The conference featured a lab area where teachers could see firsthand how they can incorporate the methods in their classrooms.
“Early math education builds a foundation for high school,” Wood said. “Once you build a skill set, it becomes better and better. You start them behind and they never catch up. Math alone can stop a young person from succeeding in college.”
For the past 14 years, the Children’s Center has provided preschoolers of Caltech staff, professors and students with an education that incorporates STEM-based learning, Wood said.
“We speak every day, but we teach math as if it happens here and there,” Wood said. “And we want them to know that it’s everywhere, and we want to keep children’s sense of wonder alive.”
Wood said the United States is behind other nations in science and engineering, and President Obama has made it a priority to introduce STEM-based education at an early age and to encourage students to specialize in these fields in an effort to compete.

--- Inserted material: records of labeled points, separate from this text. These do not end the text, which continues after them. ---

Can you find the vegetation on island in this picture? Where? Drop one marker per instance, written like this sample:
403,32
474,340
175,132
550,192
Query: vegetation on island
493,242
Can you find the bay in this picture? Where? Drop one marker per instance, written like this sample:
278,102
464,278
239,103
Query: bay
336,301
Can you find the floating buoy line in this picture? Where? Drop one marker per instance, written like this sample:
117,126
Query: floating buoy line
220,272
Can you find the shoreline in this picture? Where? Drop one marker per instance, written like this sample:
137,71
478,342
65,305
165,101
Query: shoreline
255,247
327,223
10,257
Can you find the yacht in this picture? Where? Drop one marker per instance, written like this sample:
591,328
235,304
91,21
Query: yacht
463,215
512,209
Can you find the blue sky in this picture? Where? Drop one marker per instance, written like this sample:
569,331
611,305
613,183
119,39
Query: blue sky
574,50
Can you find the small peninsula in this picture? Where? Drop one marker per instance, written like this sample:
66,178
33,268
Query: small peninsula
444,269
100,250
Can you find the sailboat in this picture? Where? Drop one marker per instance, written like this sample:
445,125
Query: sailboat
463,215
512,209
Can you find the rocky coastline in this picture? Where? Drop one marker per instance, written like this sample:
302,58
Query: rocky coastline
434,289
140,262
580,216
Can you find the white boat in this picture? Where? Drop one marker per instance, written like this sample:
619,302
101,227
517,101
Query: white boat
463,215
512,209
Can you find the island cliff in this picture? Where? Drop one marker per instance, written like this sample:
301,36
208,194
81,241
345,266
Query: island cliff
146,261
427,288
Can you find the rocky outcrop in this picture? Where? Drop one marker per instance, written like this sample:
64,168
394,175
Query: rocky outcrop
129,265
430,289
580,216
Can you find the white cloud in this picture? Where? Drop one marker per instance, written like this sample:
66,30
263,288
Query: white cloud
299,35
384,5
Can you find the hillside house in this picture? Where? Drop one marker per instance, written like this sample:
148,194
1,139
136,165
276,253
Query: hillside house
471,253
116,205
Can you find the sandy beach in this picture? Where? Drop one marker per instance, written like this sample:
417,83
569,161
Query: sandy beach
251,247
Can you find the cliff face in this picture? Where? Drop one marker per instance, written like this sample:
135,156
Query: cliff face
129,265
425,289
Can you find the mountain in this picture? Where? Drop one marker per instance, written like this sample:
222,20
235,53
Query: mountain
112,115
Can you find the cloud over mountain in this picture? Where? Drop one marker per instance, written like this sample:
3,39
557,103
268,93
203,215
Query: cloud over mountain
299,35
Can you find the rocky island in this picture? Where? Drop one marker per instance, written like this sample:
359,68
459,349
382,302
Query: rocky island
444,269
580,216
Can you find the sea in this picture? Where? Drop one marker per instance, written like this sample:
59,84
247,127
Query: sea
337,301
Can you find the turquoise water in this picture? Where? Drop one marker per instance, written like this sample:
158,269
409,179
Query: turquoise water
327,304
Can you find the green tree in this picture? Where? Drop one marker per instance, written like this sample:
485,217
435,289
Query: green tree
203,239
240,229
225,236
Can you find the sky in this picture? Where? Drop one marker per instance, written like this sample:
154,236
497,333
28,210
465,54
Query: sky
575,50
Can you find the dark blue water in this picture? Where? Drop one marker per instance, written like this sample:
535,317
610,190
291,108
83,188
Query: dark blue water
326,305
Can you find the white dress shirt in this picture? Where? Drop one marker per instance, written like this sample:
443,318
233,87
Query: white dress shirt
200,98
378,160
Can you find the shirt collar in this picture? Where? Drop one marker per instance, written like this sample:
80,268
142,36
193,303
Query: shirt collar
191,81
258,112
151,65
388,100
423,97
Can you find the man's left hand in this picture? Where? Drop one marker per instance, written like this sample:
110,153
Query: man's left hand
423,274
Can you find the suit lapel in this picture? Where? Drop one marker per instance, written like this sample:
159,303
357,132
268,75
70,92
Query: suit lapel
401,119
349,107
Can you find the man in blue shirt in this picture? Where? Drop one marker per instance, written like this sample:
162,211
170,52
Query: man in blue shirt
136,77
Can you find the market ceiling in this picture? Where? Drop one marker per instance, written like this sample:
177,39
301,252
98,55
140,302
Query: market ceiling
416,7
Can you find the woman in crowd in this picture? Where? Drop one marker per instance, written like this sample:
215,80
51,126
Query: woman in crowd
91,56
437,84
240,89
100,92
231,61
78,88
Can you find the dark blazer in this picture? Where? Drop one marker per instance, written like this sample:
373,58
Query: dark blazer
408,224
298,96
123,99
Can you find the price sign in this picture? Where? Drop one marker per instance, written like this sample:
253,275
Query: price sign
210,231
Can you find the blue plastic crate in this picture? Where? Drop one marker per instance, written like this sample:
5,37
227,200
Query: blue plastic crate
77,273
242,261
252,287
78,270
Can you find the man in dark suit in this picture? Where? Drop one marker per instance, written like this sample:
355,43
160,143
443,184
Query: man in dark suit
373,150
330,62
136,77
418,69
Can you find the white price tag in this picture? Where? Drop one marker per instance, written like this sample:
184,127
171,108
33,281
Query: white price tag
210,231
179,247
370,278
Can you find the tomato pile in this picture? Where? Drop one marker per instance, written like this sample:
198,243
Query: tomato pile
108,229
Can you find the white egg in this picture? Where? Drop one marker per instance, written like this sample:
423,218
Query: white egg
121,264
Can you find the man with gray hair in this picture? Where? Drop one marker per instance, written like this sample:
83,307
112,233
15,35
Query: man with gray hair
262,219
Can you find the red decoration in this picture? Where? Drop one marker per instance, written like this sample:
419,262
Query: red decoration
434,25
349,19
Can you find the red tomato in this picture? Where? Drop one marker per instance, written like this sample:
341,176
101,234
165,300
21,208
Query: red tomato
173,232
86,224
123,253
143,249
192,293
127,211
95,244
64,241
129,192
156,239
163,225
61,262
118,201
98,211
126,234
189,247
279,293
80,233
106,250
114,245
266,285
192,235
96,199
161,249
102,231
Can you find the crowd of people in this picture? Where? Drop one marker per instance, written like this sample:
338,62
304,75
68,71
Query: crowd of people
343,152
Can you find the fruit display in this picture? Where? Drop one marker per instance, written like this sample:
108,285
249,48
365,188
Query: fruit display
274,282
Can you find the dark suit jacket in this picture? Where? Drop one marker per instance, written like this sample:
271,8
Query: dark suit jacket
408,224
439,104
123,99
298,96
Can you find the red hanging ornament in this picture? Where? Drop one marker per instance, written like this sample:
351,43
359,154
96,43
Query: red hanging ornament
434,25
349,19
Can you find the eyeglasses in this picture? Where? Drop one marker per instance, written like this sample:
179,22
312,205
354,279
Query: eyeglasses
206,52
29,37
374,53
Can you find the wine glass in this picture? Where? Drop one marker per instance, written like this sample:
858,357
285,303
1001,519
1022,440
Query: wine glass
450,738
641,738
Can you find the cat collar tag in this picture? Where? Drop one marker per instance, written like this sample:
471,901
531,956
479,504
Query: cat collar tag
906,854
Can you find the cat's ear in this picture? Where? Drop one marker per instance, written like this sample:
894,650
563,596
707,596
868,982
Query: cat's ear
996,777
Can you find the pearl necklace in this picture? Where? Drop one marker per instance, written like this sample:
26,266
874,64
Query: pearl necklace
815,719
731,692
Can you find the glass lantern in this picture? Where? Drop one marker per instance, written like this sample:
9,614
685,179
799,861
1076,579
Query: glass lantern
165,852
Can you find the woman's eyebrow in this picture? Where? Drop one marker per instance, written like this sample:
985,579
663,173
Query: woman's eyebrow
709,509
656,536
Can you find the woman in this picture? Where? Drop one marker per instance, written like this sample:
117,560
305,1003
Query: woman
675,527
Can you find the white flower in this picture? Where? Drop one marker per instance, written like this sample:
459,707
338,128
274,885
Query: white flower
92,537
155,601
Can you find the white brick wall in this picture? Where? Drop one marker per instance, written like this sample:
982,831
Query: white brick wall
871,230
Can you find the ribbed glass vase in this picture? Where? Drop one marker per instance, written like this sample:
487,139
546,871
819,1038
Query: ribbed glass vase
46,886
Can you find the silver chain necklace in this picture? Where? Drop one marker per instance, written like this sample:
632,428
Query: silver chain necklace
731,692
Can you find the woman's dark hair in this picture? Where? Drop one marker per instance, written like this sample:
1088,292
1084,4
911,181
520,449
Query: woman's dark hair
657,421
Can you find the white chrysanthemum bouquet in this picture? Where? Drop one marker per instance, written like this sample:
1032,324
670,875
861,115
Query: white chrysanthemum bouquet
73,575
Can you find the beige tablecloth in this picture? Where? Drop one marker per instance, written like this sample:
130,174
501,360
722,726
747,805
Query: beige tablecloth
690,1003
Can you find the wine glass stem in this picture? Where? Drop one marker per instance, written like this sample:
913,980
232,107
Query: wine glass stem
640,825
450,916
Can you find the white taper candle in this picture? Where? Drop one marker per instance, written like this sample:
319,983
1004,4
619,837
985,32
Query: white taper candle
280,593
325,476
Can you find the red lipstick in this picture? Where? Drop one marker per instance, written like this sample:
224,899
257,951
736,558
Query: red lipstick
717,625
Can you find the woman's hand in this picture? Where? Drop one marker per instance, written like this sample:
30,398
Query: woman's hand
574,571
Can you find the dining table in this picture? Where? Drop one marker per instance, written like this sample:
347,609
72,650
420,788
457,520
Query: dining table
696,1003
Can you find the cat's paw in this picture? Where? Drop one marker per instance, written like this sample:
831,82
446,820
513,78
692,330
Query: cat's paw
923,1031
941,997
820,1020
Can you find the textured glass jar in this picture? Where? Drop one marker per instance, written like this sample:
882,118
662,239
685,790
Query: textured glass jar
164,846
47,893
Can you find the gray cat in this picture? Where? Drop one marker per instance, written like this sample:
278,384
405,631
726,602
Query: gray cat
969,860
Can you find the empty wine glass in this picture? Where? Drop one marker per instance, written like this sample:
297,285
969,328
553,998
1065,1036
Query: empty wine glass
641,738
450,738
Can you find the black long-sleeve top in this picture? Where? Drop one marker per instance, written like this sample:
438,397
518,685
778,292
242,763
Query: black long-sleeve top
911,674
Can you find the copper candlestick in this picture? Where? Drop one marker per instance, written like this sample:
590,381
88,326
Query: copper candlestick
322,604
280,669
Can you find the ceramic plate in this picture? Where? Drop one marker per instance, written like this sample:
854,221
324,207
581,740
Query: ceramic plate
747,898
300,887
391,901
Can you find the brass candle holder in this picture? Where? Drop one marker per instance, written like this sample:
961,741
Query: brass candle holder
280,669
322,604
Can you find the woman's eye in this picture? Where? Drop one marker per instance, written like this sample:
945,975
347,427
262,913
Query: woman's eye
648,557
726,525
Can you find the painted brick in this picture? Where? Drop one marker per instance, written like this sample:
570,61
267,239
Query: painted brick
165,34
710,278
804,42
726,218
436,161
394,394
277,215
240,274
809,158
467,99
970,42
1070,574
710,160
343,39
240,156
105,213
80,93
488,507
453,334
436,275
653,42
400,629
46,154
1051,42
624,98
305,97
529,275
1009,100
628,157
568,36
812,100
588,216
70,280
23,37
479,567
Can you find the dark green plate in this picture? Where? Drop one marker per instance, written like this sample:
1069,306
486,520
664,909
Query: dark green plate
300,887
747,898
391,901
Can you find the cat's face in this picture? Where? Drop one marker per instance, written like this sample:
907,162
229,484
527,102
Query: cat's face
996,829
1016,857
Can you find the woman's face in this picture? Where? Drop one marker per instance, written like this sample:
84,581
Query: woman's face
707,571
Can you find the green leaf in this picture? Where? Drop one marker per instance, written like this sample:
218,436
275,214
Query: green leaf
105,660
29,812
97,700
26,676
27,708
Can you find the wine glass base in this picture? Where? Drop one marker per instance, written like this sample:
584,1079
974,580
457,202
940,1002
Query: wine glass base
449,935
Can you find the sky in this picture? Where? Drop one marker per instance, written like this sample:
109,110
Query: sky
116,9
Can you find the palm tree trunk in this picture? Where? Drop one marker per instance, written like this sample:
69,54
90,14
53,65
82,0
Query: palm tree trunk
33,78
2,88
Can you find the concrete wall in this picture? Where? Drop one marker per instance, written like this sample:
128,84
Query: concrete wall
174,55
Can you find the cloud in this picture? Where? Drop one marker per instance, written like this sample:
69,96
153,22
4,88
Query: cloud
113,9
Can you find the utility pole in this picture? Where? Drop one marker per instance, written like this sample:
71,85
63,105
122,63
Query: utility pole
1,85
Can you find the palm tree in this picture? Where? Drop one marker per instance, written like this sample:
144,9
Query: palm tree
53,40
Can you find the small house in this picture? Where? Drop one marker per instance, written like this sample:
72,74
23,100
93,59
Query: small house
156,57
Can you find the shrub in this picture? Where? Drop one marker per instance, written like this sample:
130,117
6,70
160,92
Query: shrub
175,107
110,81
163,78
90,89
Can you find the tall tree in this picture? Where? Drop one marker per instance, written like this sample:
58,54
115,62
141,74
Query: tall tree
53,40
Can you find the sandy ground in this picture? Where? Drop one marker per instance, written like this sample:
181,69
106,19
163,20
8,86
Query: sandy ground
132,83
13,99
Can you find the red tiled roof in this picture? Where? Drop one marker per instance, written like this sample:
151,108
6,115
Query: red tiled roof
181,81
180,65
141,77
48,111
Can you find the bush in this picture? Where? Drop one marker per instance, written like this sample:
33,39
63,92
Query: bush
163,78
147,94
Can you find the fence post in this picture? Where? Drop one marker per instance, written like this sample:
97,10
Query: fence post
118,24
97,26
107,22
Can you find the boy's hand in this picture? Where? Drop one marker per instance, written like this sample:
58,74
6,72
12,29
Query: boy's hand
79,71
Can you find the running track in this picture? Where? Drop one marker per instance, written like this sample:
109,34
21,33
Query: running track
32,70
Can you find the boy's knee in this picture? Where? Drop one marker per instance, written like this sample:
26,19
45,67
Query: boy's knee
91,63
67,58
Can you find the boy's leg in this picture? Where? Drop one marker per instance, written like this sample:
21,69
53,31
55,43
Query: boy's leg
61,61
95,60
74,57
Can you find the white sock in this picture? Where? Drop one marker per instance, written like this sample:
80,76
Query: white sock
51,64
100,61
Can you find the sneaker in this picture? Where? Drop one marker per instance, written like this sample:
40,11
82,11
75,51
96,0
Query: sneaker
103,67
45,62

“We’re losing our edge in a worldwide market,” she said.
Elaine Coggins, the Anaheim City School District’s director of early-childhood education, said the conference is a great way of keeping up to date on STEM approaches.
“Our 3- and 4-year-olds are very capable of learning science and math, and this is the world they were born into,” Coggins said. “It’s a world of cellphones and iPads, and they need to be ready for that. We live in a country, and a world, that’s very hungry for scientists and engineers to see us into the future.”